To address the health of cancer survivors and unmet needs that survivors face through the entire continuum of care from diagnosis through active treatment and posttreatment, in order to improve survivorship, treatment, transition to recovery and beyond, quality of life and palliative care, and long-term health outcomes, including by developing a minimum standard of care for cancer survivorship, irrespective of the type of cancer, a survivor’s background, or forthcoming survivorship needs, and for other purposes.
Analysis under review: This bill has generated analysis that may be too generic or incomplete. Clause-level evidence remains available below.
Summary
What This Bill Does
This bill, To address the health of cancer survivors and unmet needs that survivors face through the entire continuum of care from diagnosis through active treatment and posttreatment, in order to improve survivorship, treatment, transition to recovery and beyond, quality of life and palliative care, and long-term health outcomes, including by developing a minimum standard of care for cancer survivorship, irrespective of the type of cancer, a survivor’s background, or forthcoming survivorship needs, and for other purposes., changes federal law or congressional policy affecting health care providers and patients. The main policy domain is Healthcare, Labor, Government Operations.
Who Benefits and How
health care providers and patients may benefit from new authority, funding, eligibility, regulatory clarity, or reduced risk created by the bill.
Who Bears the Burden and How
federal implementing agencies, health care providers and patients may take on implementation duties, reporting obligations, compliance costs, or oversight responsibilities.
Key Provisions
- Section HB130380DF9C44F3391E75DF158F71D64: 1. Short title; table of contents This Act may be cited as the Comprehensive Cancer Survivorship Act. The table of contents of this Act is as follows:
- Section H9666373ADB1E443995C88791CF48C3CA: 2. Findings Congress finds the following: A cancer survivor is any individual with a history of cancer, from the time of diagnosis through the rest of their...

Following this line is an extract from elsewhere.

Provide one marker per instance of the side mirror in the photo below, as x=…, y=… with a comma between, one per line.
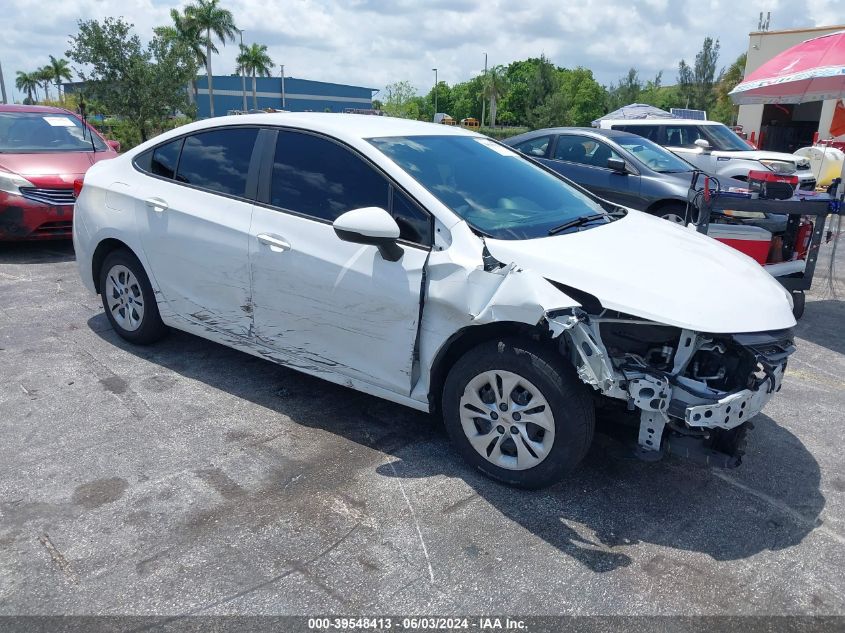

- Section HDA414219BA464E3DB6025EB1BFB5C08A: 3. Definitions In this Act: The term cancer survivor means an individual from the time of cancer diagnosis through the balance of his or her life. The term...
- Section H5B2D8C391D104CD5B43FF2A6E3AE038F: 4. Coverage of cancer care planning and coordination services Section 1861 of the Social Security Act (42 U.S.C. 1395x) is amended— in subsection (s)(2)— by...
- Section HDE27504711C5414B98A2F6F2DC78634C: 5. Survivorship transition tools The head of the Office of the National Coordinator for Health Information Technology, in collaboration with Director of the...
Evidence Chain:
This summary is generated from the full bill text using AI analysis. Expand "Detailed Analysis" below for identified beneficiaries/burden bearers with clause-level evidence links.
At a Glance
What This Bill Does
This bill, To address the health of cancer survivors and unmet needs that survivors face through the entire continuum of care from diagnosis through active treatment and posttreatment, in order to improve survivorship, treatment, transition to recovery and beyond, quality of life and palliative care, and long-term health outcomes, including by developing a minimum standard of care for cancer survivorship, irrespective of the type of cancer, a survivor’s background, or forthcoming survivorship needs, and for other purposes., changes federal law or congressional policy affecting health care providers and patients.
Key Policy Areas
Healthcare, Labor, Government Operations
Primary Purpose
This bill, To address the health of cancer survivors and unmet needs that survivors face through the entire continuum of care from diagnosis through active treatment and posttreatment, in order to improve survivorship, treatment, transition to recovery and beyond, quality of life and palliative care, and long-term health outcomes, including by developing a minimum standard of care for cancer survivorship, irrespective of the type of cancer, a survivor’s background, or forthcoming survivorship needs, and for other purposes., changes federal law or congressional policy affecting health care providers and patients.
Policy Domains
Whole bill
Identified Gains
- health care providers and patients
Identified Costs
- federal implementing agencies
- health care providers and patients
Sponsors
Legislative Progress
IntroducedMs. Wasserman Schultz (for herself, Mr. Fitzpatrick, Mr. DeSaulnier, Mr. …
Impact analysis is available but no clear stakeholder effects identified. View clause-level analysis →
Bill Structure & Actor Mappings
Who is "The Secretary" in each section?
- "secretary_of_labor"
- → Secretary of Labor
- "secretary_of_health_and_human_services"
- → Secretary of Health and Human Services
Key Definitions
Terms defined in this bill
a cancer survivor (as defined in section 3) who— remains in the workforce during cancer treatment
a service that— helps patients overcome health care system and other barriers
We use a combination of our own taxonomy and classification in addition to large language models to assess meaning and potential beneficiaries. High confidence means strong textual evidence. Always verify with the original bill text.